First of all, Mark Warburton and his staff deserve a little praise for their interest. The ex-Celtic youth player, discarded by the Parkhead club, is a fantastic talent in Scottish football.
His biggest strength and what he could bring to Rangers, even if/when they make the ascension to the top flight, is that he’s a real X-Factor. Even if he never repeats his 2015 form for the rest of his career, his blend of pace, dribbling ability and hunger to drive at opponents make him a terrifying prospect for any defender. If Rangers didn’t want to use him in the starting XI most weeks, he’ll at least be a danger off the bench, someone capable of turning games at the drop of a hat.
That’s the worst case scenario. It is just as likely that O’Halloran shall continue the rapid progression he’s shown over the previous two years, where he’s gone from a squad player to one of the most exciting players in the country. At 25, basic football knowledge would suggest he’s about to reach his peak sometime soon, but there are exceptions to this assumption, with Jamie Vardy being the most recent high profile example of a late bloomer. Barring injury, O’Halloran will have his pace for another five years, and if his technique improves further then you could be looking at a regular in the Scotland starting XI.
For the short term it would fill a void in the Rangers line-up. The team have been at their most effective when Kenny Miller and Martyn Waghorn have both started, with the pair rotating and each taking a shift on the right flank, but this is far from ideal. Nathan Oduwa promised much but has largely yet to deliver, and is only on a season-long loan from Tottenham anyway.
Now, with the pleasantries out of the way. Let’s get to the two derisory offers made thus far, reported to be £150,000 and £200,000, respectively.
Last January, Gary Mackay-Steven was sold to Celtic for a fee around that mark. While Mackay-Steven was looked upon as a better player then as O’Halloran is now, the tangible difference between the two is that the Dundee United winger was out of contract in the summer, and O’Halloran still has 18 months left on this deal. Even though United are historically a bigger club, and generally get good fees for their assets, there is no way £200,000 comes close to O’Halloran’s current market value.
Surprisingly, St Johnstone have actually come out and, in a roundabout way, put a fee on the player’s head. Chairman Steve Brown stressed the club had to show ambition and keep their most important player for the League Cup semi-final with Hibernian, because there was a £600,000 money pot for reaching a final against Celtic and achieving a top six place in the Ladbrokes Premiership table. Then he said “Rangers are going to have to get much closer to that kind of figure before there’s any prospect of a deal being agreed”.

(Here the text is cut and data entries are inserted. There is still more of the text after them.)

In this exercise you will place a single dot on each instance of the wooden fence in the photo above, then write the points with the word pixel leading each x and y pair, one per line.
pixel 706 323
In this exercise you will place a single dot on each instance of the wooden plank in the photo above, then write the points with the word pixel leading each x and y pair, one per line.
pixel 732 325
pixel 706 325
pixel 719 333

It’s a curious thing to say and certainly differs with the “no way, Jose” stance adopted by Hibs for the duration of the Scott Allan chase. It suggests St Johnstone may be willing to do a deal, or at least getting the bidding started, with several teams down south and Celtic also said to be interested in the player, if prospective buyers can offer that figure.
If Rangers really want O’Halloran, £600k is more than a fair price to pay. However, it would seem the club are attempting the same hardball tactics that blew up in their face last summer.
We’ve seen it often up from the bigger clubs, not just in Scotland but around the world. They come in with a couple of offers that definitely will be rejected out of hand. The first offer piques the player’s interest while the second suggests seriousness on the part of the bigger club. It then becomes a short waiting game while the wanted player kicks up a fuss. His imagination having run wild at the prospect of 45,000 fans chanting his name and trophies that could be won. When that happens you’re left with an unsettled player, and the fee comes down.
The trouble with such a strategy in this instance is the possibility that Celtic will swoop in and hijack a likely move to Ibrox once more. The longer Allan sits on the bench at Celtic Park, the more it becomes apparent Rangers’ rivals were not all that fussed on signing the player. The reason they did so is because he had a decent amount of potential, came relatively cheap, and signing him up would stop him from becoming a hit at Ibrox, where he could hurt maybe Celtic in the future.
The exact same situation applies here. Rangers are in a better position than where they were last summer, when there was still a degree of uncertainty over how improved they’d be under Warburton, but they still can’t quite match what Celtic can offer, not yet anyway. Not until they have the same opportunity to get Champions League football (don’t laugh – it could happen).
There may be zero interest from Parkhead and previous reports linking Ronny Deila with an interest in the player could be wide of the mark. However, there will be a number of teams wanting O’Halloran, and the best way to beat them to the punch it to do things quietly, quickly and efficiently. Not repeat the circus of last summer.
It would also go a long way to quashing the accusations that they don’t have the money to pull off such a deal, if this is indeed an incorrect assumption.